Natural Art

Natural Art
Sandstone rock wall in Petra, Jordan

Friday, September 11, 2015

Sprouting

When I first started this blog I wasn't sure what the title meant, or how it would apply to me.  But I am now truly relearning happiness.  It has been a very long, arduous, process.  However, this week I had an interesting experience that made me realize that I am now in a very different place than I ever have been.

I have been feeling sad, angry, frustrated, bitter, and unhappy since Monday.  I've been struggling with feeling worthless.  I have even been feeling sorry for myself.  But the strangest thing occurred to me--I have not felt depressed.  For 3 or 4 days I've been experiencing all the emotions that I normally associate with my depression, but through it all, I have felt an underlying calm; maybe I could even call it a sense of hope.  How is this possible?  I'm kind of stumped.  And I'm pretty sure that I'm not even dysthymic any more.  For the last 10, 20, maybe even 30-35 years I've basically been dysthymic or severely depressed.  I've never felt this emotionally healthy.  I can't remember ever feeling bitter and unhappy without feeling depressed.  I'm not sure I thought it was possible.

As I realize this, that I am in a very new place, I am filled with so much gratitude, and relief, and compassion.  I wish I understood how it was that I got to this place so I could help other people who suffer from depression to get to this new place.  It's quite amazing.  All I know is that I have been consistently working with a really good therapist, I've found medication that is helping, and I've been jogging or walking about 5 times a week.  And I've been reading a lot of interesting books--especially work by Brene Brown; and talking with generous, compassionate friends; and I've just kept trying.  I've been trying and trying and trying, for years.  I wrote before about the way my emotional health has proceeded a lot like a geological process of weathering--small, consistent effort that eventually reshaped my emotional landscape.  I'm not sure what else there is.  But it can change.

When I started jogging I could almost feel a small, hard, shell in the center of my being; as I jogged I imagined that hard shell softening.  And over the last 2 years that hard shell has softened, then it started putting out roots, and now it's putting out shoots and leaves.  My depression was really a seed, just needing the right conditions to emerge, to transform itself.  I love this imagery.  And even now, when I go jogging, I feel the roots getting stronger, bigger, deeper, and I feel the leaves unfurling.  With every footfall I feel this happening inside of me; I meditate on it.

Maybe I'm not re-learning happiness; maybe I am learning happiness.  Or could it be that I am not learning happiness but that I am becoming happiness?  This journey is more than learning or relearning, it is a journey of becoming.  The thing is, being free of depression hasn't meant being free of sorrow, pain, anger, uncertainty, self-doubt, even self-loathing.  I still feel those things.  But going back to the seed metaphor--instead of closing myself off to all emotion, I'm opening myself up to those emotions, along with the more comfortable ones of joy, peace, happiness, silliness, hope.  And by imbibing all these emotions, my spirit is being fed and something has sprouted.  Now I'm just trying to keep feeding that little sprout.  I think it's about accepting all the emotions.




2 comments:

Jessica said...

You're gonna hate me for being a Debbie Downer, but you have been warned of the possibility of relapse, right?

I was in this great place in my mid 30's, having found effective medication after a decade and a half of dysthymia and occasional full-blown depression. It was wonderful. I wanted to go back and contact all of the people I had ever known and show them that I wasn't really the crabby, cranky person they remembered- it was just my disease!

Then something happened. I still have no idea what (and heaven knows I have tried to figure it out), but for years I just kept slipping into a dark hole in my mind, worse than it had been before I got treatment.

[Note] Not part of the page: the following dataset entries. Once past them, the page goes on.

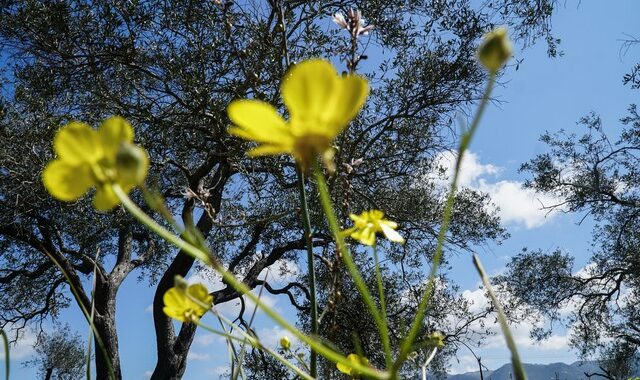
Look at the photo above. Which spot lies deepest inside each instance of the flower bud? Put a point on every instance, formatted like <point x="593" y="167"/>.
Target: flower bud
<point x="180" y="283"/>
<point x="132" y="164"/>
<point x="495" y="50"/>
<point x="285" y="343"/>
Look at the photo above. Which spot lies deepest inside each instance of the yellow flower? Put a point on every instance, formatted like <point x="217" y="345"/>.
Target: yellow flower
<point x="179" y="302"/>
<point x="285" y="343"/>
<point x="321" y="104"/>
<point x="495" y="50"/>
<point x="353" y="358"/>
<point x="88" y="158"/>
<point x="368" y="224"/>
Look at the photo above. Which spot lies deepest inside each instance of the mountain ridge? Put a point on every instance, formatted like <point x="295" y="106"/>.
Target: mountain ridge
<point x="551" y="371"/>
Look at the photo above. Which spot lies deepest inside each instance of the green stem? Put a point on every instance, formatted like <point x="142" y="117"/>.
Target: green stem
<point x="86" y="314"/>
<point x="240" y="287"/>
<point x="306" y="223"/>
<point x="256" y="343"/>
<point x="5" y="343"/>
<point x="518" y="369"/>
<point x="465" y="140"/>
<point x="327" y="206"/>
<point x="383" y="305"/>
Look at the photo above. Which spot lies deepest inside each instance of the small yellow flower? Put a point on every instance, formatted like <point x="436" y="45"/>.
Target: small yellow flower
<point x="435" y="339"/>
<point x="321" y="104"/>
<point x="179" y="302"/>
<point x="353" y="358"/>
<point x="495" y="50"/>
<point x="285" y="343"/>
<point x="88" y="158"/>
<point x="368" y="224"/>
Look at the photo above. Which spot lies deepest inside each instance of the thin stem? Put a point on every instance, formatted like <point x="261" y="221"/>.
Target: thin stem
<point x="239" y="286"/>
<point x="383" y="305"/>
<point x="426" y="362"/>
<point x="256" y="343"/>
<point x="306" y="223"/>
<point x="465" y="140"/>
<point x="76" y="295"/>
<point x="327" y="206"/>
<point x="518" y="369"/>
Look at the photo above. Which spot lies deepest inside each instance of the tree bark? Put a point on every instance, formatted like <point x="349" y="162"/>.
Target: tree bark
<point x="105" y="323"/>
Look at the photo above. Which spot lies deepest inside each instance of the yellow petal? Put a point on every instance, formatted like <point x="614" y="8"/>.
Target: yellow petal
<point x="258" y="121"/>
<point x="200" y="293"/>
<point x="77" y="143"/>
<point x="132" y="165"/>
<point x="65" y="181"/>
<point x="319" y="100"/>
<point x="366" y="236"/>
<point x="173" y="313"/>
<point x="114" y="131"/>
<point x="309" y="91"/>
<point x="105" y="199"/>
<point x="268" y="150"/>
<point x="391" y="234"/>
<point x="353" y="93"/>
<point x="174" y="302"/>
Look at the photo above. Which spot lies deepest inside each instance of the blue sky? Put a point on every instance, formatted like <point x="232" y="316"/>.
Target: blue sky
<point x="543" y="94"/>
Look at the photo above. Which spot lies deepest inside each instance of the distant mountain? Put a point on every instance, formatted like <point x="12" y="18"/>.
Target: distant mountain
<point x="553" y="371"/>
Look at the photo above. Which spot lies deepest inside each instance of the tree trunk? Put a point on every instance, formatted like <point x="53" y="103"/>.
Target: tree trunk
<point x="172" y="349"/>
<point x="105" y="323"/>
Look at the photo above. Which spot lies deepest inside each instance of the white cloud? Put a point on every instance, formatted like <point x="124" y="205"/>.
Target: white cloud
<point x="515" y="204"/>
<point x="464" y="363"/>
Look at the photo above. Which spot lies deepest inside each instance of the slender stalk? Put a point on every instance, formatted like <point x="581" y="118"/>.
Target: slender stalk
<point x="518" y="369"/>
<point x="256" y="343"/>
<point x="327" y="206"/>
<point x="306" y="223"/>
<point x="465" y="140"/>
<point x="383" y="304"/>
<point x="93" y="311"/>
<point x="86" y="314"/>
<point x="426" y="362"/>
<point x="5" y="343"/>
<point x="240" y="287"/>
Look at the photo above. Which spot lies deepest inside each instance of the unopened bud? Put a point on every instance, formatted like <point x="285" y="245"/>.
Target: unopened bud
<point x="285" y="343"/>
<point x="495" y="50"/>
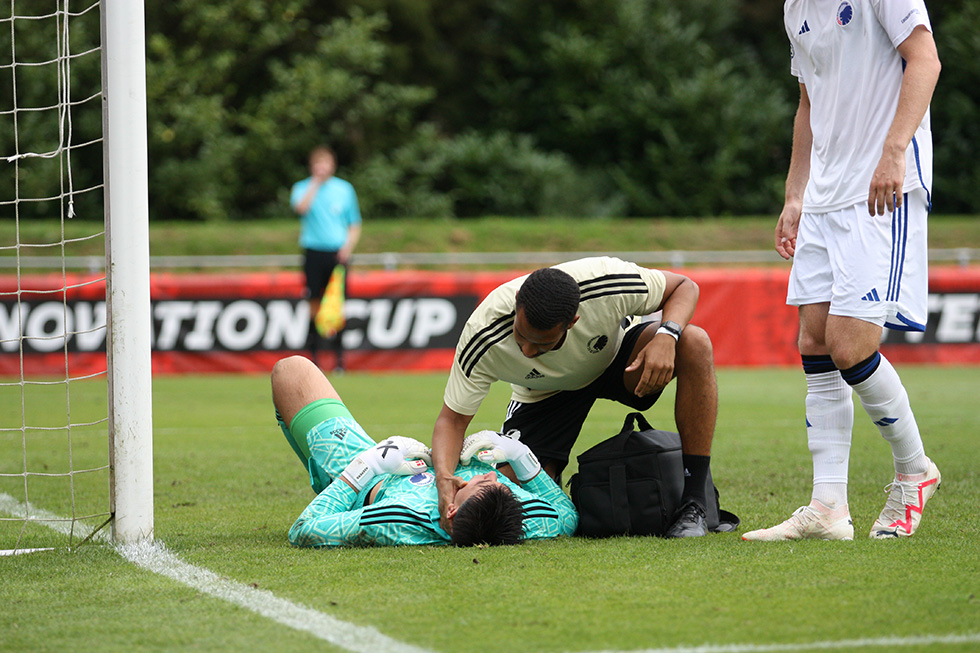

It's clearing now, but I cannot say that I am particularly encouraged by that since I don't know what caused it to come back in the first place. It's like trying to be glad a hurricane has finally passed, but you don't know where to go to avoid them when the season comes around again.

I hope it doesn't happen that way for you.

Kim said...

Yes, I'm totally aware that "relapse" could happen again. In fact, every time I start to feel discouraged or down I have an anxiety attack, wondering if I'm going to slip back into severe depression. However, despite being aware of this possibility, I'm just going to accept this for what it is--a gift. It may not last long, it may not be permanent, but it sure feels a hell of a lot better than I've ever felt before. Yes, I live in the emotional "tornado alley" but so be it. At least my life is not in a state of a constant tornado.